It may appear counter-intuitive that increased protein stability can lead to protein malfunction; however, protein flexibility is essential for enzyme catalysis. For instance, the increased stability of many thermophilic proteins is accompanied by loss of protein flexibility and reduced enzymatic activity at low temperatures ( 44–48 ). Furthermore, stabilizing mutations at catalytic site residues typically decrease activity and suggest that function often comes with a substantial penalty to stability ( 44 , 49–52 ). In addition, highly stable proteins are protease-resistant and therefore difficult to regulate—this is important to consider in systems such as cell signalling, where removing a signal is as important as its activation ( 53 ). A recent study showed that β-catenin accumulation is the most common aberration in parathyroid tumours of primary origin and that the S37A stabilizing mutation of CTNNB1 was found in 5.8% of the tumours ( 54 ). Another example of a stabilizing and damaging mutation is the Parkinson disease-associated A30P mutation, which stabilizes α-synuclein against proteasomal degradation triggered by haeme oxygenease-1 over-expression in human neuroblastoma cells ( 55 ). Hence, there is biological evidence that increased protein stability can lead to protein malfunction and hence disease.
In light of the studies mentioned in the previous two paragraphs, we have used a cut-off of 2 kcal mol −1 (stabilizing or destabilizing) for classifying mutations as leading to protein malfunction and possibly disease.
Mutant thermodynamic data sets
A subset of the data set used by Capriotti et al. ( 16 ) was used for initial benchmarking. This mutant data set was taken from the ProTherm database, which stores thermodynamic data for proteins and mutants ( 56 ). Our method requires knowledge of the local structural environment of wild-type and mutant residues in order to predict the effect of mutation on the stability of a protein. If the local environment is incorrectly defined e.g. the protein functions as a trimer but is defined in the crystallographic asymmetric unit as the protomer, this may affect our calculation. To remove the effect of such errors we used the Protein Interfaces, Surface and Assemblies (PISA) service to predict the oligomeric state of each of the proteins in the data set ( 57 ). Only those proteins predicted to be monomers were used. This data set is hereafter referred to as the monomeric set.

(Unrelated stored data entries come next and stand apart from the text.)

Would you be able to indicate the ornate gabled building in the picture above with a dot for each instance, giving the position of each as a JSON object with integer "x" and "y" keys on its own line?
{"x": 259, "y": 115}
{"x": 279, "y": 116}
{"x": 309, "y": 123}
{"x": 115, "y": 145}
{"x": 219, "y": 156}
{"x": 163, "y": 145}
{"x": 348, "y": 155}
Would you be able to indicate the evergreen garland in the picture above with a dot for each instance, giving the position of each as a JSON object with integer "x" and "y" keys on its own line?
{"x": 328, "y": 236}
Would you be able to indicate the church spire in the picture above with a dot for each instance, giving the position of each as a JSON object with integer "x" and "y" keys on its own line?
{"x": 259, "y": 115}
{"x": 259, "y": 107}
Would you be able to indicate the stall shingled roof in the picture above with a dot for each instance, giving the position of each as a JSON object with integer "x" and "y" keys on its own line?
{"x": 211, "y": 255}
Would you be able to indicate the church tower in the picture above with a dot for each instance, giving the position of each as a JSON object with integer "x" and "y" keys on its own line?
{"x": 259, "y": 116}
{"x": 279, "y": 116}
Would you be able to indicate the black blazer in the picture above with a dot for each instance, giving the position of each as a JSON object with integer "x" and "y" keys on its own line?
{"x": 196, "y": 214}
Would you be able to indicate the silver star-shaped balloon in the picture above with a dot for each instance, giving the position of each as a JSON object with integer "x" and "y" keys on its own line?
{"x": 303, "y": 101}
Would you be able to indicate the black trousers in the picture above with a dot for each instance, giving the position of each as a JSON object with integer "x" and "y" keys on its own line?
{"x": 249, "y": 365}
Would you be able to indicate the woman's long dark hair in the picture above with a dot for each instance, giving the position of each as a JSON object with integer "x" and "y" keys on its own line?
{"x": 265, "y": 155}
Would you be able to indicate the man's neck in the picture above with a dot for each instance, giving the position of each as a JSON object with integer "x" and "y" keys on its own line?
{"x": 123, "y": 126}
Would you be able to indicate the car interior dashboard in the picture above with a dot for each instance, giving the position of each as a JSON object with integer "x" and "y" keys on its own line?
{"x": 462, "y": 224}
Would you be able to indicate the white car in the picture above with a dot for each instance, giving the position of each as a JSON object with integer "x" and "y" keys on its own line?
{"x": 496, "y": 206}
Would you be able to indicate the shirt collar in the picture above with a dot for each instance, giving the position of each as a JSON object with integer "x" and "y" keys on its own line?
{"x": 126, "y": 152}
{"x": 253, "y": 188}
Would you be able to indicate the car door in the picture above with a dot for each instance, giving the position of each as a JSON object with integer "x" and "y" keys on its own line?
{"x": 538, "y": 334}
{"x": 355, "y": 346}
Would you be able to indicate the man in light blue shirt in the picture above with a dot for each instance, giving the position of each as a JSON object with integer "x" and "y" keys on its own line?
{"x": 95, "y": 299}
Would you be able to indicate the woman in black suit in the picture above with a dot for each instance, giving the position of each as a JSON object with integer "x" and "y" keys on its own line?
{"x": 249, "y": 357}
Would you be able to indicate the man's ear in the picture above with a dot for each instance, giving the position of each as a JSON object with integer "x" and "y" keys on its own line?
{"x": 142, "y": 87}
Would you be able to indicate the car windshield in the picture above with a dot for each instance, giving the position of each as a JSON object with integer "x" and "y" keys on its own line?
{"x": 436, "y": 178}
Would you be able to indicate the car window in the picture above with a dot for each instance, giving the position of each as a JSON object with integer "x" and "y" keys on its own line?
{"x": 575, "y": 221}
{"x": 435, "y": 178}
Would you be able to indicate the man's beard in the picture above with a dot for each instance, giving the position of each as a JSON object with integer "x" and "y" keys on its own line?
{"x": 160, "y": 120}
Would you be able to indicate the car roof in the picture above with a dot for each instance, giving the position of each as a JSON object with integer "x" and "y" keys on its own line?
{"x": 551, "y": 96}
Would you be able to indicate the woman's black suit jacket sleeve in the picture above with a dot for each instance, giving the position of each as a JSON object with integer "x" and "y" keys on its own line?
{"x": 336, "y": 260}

The validation data set used by Dehouck et al. ( 22 ) for benchmarking their method PoPMuSiC-2.0 was used for comparison of SDM’s performance to other published stability change prediction algorithms. This data set comprises 350 mutations, none of which was included in any of the databases used to devise or test the seven methods tested by Dehouck et al . ( 22 ).
A set of 388 mutants ( S388 ) with thermodynamic measurements conducted under physiological conditions was also used to test our method. The S388 data set has been used to test other published methods and therefore allows us to perform a direct comparison of our method to them.
WEBSERVER
Input
SDM requires the 3D co-ordinates of the wild-type protein (in PDB format), the PDB chain identifier, the mutation position and the amino acid type of the mutation in one-letter code in order to calculate a stability score for mutant proteins. Users who have not already obtained a structure of their protein of interest may use the search boxes on the home page to do so. These search boxes allow a user to query the RCSB Protein Data Bank ( www.pdb.org ) ( 58 ) for their protein of interest, using protein name, description or amino acid sequence.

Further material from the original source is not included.